Em incidente de revisão subsequentemente instaurado, por sentença de 17 de julho de 2001, foi reconhecido o agravamento da incapacidade do sinistrado para 15% e determinado o aumento da pensão.
Por requerimento junto em 12 de outubro de 2011, o recorrente comunicou ao Ministério Público a pretensão de ver novamente revista a pensão atribuída em virtude de ter passado a depender de canadianas para se deslocar depois de sofrer um novo acidente em 6 de setembro de 2011 que veio agravar a sua situação.
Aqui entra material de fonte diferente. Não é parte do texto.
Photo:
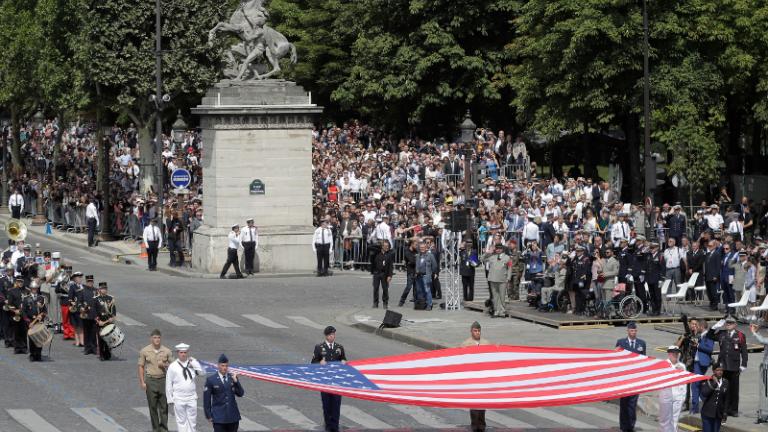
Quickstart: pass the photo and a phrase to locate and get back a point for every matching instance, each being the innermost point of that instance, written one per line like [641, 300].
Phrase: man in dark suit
[733, 358]
[712, 266]
[219, 398]
[330, 351]
[628, 405]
Considerando que naquele requerimento se aludia a um outro acidente, sofrido pelo sinistrado em 6 de setembro de 2011, o Ministério Público ordenou a notificação do requerente para prestar esclarecimentos adicionais, designadamente a razão pela qual imputava as alterações da sua capacidade para o trabalho ao acidente ocorrido em 1993, e não àquele último acidente, esclarecimentos que o sinistrado fez por requerimento que juntou em 19 de dezembro seguinte.
No exercício do patrocínio oficioso, o Ministério Público instaurou então incidente de revisão da incapacidade do sinistrado, que, apesar da oposição, por extemporaneidade, oferecida pela seguradora requerida, viria a ser mandado prosseguir por decisão do juiz do Tribunal de Trabalho de Viseu que, para tanto, considerou inconstitucional a norma constante do n.º 2 da Base XXII da Lei n.º 2127, de 3 de agosto de 1965.
Desta decisão recorreu a companhia de seguros requerida para o Tribunal da Relação que, por acórdão de 20 de setembro de 2012, decidiu revogar a decisão de 1.ª instância, indeferindo, por extemporaneidade, o incidente de revisão de incapacidade requerido pelo sinistrado, entendendo não violar qualquer princípio constitucional «o entendimento, de que, dez anos decorridos sobre a data da fixação da pensão em incidente de revisão, sem que se tenha registado qualquer evolução justificadora de um novo pedido de revisão, a situação se deve ter por consolidada».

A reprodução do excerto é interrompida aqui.